But, Anderson, important to remember here that you have to meet a certain threshold probable cause before you put an American on a file as to travel overseas. And the big concern with these finders (ph) is that Americans could perhaps travel to Europe, across borders, going to Turkey and then into Syria. In McCain's case, he was put on a special list that Americans believe to be linked to militant groups once he'd already traveled overseas.
COOPER: You're at the college where this guy Douglas McArthur McCain went to school, any reaction from people there on the news that he died fighting for ISIS? BROWN: Well, the reaction is really just shock, Anderson. We have spoken to people who say they knew Douglas McCain. He studied here at San Diego City College and studied there that we learned. And he also -- Last year, we learned -- worked with a company that helped people with disabilities and in fact my colleague Dan Simon interviewed one of those people, Anderson, and this person says that from his knowledge that McCain was a terrific guy.
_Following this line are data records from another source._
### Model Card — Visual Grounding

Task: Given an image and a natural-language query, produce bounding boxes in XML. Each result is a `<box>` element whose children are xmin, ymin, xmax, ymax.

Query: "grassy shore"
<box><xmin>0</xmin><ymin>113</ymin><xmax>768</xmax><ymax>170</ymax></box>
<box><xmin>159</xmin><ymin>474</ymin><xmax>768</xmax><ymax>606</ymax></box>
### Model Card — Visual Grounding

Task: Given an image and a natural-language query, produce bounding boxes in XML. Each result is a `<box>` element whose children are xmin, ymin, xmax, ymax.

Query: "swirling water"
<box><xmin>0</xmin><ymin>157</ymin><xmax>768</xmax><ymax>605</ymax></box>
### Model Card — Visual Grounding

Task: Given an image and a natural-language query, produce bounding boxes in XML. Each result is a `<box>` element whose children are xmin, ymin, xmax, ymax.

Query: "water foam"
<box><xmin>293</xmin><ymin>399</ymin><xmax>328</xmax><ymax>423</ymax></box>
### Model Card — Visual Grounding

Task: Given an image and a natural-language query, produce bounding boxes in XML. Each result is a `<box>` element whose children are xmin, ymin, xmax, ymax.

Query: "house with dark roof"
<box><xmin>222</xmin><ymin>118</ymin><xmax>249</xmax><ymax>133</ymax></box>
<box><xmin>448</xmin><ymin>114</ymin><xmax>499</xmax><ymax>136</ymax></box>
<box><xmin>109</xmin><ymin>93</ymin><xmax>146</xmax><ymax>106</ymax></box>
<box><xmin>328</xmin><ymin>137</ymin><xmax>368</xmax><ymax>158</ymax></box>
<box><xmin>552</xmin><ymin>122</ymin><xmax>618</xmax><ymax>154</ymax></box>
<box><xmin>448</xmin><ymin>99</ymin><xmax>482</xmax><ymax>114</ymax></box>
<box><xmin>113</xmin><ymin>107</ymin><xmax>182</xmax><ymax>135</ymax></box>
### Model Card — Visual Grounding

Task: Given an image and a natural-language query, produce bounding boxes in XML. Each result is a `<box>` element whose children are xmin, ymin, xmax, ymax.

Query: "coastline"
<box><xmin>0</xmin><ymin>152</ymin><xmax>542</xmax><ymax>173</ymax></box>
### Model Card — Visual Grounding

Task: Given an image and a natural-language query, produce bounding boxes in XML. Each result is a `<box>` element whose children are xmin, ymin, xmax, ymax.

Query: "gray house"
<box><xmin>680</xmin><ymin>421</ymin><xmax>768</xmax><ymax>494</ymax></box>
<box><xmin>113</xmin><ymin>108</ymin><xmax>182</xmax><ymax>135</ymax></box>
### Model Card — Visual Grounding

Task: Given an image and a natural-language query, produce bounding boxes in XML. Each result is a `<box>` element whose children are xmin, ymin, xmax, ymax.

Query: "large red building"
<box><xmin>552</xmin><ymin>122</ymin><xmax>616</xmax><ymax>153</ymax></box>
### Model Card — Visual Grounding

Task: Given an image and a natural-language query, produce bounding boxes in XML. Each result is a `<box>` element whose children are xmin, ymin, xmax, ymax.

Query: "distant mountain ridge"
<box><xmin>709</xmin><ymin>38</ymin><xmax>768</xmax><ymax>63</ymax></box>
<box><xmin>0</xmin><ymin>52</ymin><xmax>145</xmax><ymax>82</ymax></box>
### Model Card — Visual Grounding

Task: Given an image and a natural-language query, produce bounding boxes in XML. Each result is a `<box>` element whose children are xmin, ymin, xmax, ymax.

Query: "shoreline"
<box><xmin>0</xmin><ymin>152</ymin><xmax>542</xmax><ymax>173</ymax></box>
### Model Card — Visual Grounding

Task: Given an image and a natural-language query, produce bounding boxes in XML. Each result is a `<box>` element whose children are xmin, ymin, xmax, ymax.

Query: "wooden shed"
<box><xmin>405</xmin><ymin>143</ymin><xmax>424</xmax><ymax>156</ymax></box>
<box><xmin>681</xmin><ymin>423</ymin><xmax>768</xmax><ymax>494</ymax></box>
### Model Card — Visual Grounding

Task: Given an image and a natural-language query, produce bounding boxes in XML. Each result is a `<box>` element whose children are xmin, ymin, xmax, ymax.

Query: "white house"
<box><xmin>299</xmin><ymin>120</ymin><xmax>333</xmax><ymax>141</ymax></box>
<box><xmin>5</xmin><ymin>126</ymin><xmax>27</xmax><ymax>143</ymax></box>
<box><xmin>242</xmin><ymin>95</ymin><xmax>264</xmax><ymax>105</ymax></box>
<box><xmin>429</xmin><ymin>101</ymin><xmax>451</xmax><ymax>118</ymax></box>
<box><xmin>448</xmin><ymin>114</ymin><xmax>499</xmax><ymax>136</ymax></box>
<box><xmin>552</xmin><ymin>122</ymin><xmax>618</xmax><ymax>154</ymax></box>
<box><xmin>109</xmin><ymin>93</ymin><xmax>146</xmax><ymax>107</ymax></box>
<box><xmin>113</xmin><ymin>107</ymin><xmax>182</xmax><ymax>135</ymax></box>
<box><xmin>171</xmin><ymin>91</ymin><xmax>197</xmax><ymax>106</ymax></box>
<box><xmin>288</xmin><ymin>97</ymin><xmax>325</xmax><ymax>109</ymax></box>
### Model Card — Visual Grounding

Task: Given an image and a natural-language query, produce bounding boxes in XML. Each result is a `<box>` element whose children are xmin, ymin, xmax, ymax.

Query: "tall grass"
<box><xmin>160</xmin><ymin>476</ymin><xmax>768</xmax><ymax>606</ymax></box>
That was a direct quote from this person that he knew he was religious that sometimes McCain would pray inside his apartment. But that he never expressed any extremist views.
And his family is outgoing at the same time but the sentiment saying that they -- that he never indicated that he was sympathized with ISIS until recently they saw some of his Facebook posts and social media post. But by all accounts, they're very surprised by the fact that he was allegedly aligned with ISIS.
Anderson?
COOPER: All right. Pamela, I appreciate the reporting. Thanks.
A quick reminder, make sure you set your DVR. You can always watch 360 whenever you want.
Just ahead, the best possible ending for one American journalist held captive in Syria for nearly two years. Peter Theo Curtis, he's back home tonight with his mom, the rest of his family. What he said when faced cameras for the firs time today.
Plus, a mom's desperate plea to ISIS to free her son still being held the journalist Steven Sotloff.
(COMMERCIAL BREAK)
COOPER: In the span of just about a week, several American families have received life changing news about their loved ones who were ceased by terror groups in Syria.
Tonight, Journalist Peter Theo Curtis said the reporter is back at home in Massachusetts. He's nearly two-year ordeal finally over. Captured and held by al-Nusra Front, he was freed on Sunday.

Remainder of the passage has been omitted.